LUS Fiber has tried to downplay these
results by publicizing that the network is “cash-flow positive.” But that just
means that LUS Fiber is taking in more than it’s spending on a day-to-day
basis, but it does not properly acknowledge the network’s substantial long-term
debt liability. The failure to produce promised-profitability puts taxpayers on
the hook for LUS Fiber’s debt, which increased a staggering 27 percent
from 2012 to 2013 according to Coalition for
the New Economy.
And unfortunately for local taxpayers, data shows that municipal
broadband systems like LUS Fiber are unlikely to find relief for their
ever-increasing debt.

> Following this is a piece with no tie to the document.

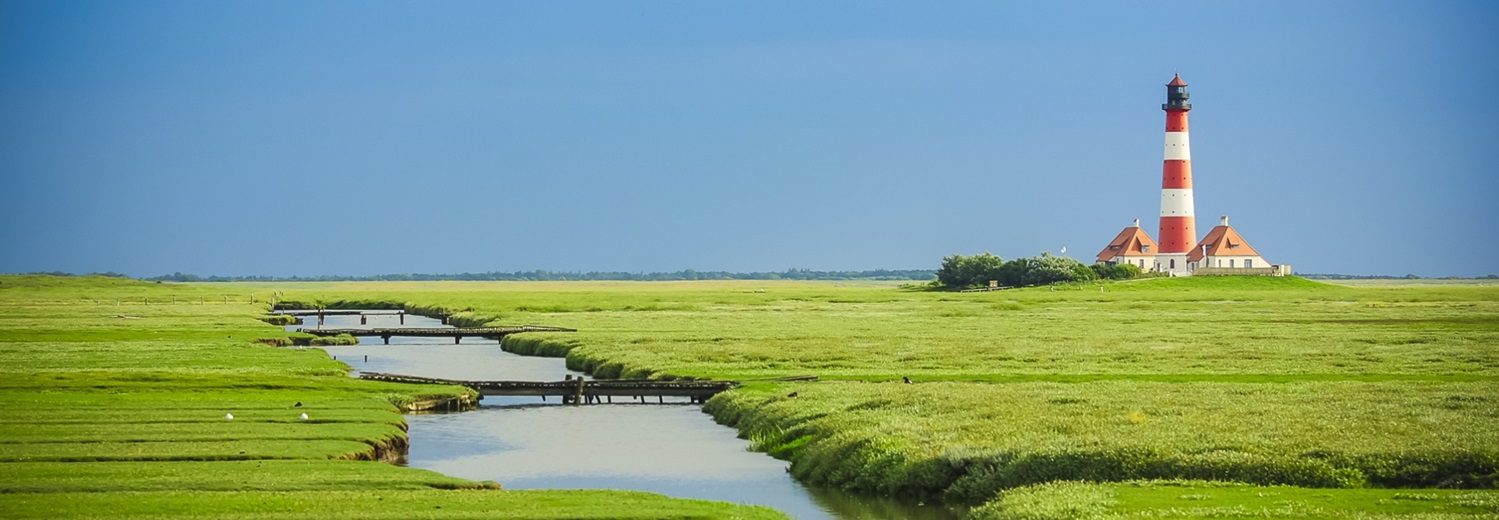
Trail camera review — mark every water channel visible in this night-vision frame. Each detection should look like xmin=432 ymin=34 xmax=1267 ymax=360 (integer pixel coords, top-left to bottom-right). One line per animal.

LUS Fiber and other municipal broadband networks that
offer landline broadband services and rely on the triple-play package – phone,
cable, and Internet - to produce revenue are betting on a dying model. Based on
a report from ISI Group, an equity research firm, BusinessInsider.com reported
that nearly 5 million cable TV subscribers cut the cord in the last five years.
The number of cable TV-only subscribers remaining could fall below 40 million
next year, as the graph from ISI Group shows.
The weaknesses
of LUS Fiber are regrettably common among municipal broadband networks. Free
State Foundation scholars have tracked the failure of many government-owned
networks, including Burlington Telecom’s February $10 million settlement with
Citibank over loans to its ailing system. Other examples of municipal “broadband busts”
include Mooresville and Davidson,
North Carolina, Utah’s UTOPIA
network, Chattanooga, Tennessee’s Electric Power Board (EPB)
network Provo, Utah, Lafayette, Louisiana,
and the
N.C. Eastern Municipal Power Agency.
Municipalities should view the
consistent failure of government-owned networks as confirmation that the
private sector is best suited to develop and manage broadband networks. Absent
compelling evidence that private sector broadband providers will not make adequate
service available in the locality, local governments should refrain from
building out their own networks in order to protect their taxpayers from the high
costs and high risks of broadband network deployment.
If local governments want to increase
competition in their broadband markets, the best way to do so is to remove
existing, costly, unnecessary regulations. This will incentivize private
investment, remove barriers to broadband deployment, and promote the continued
growth of today’s competitive communications environment.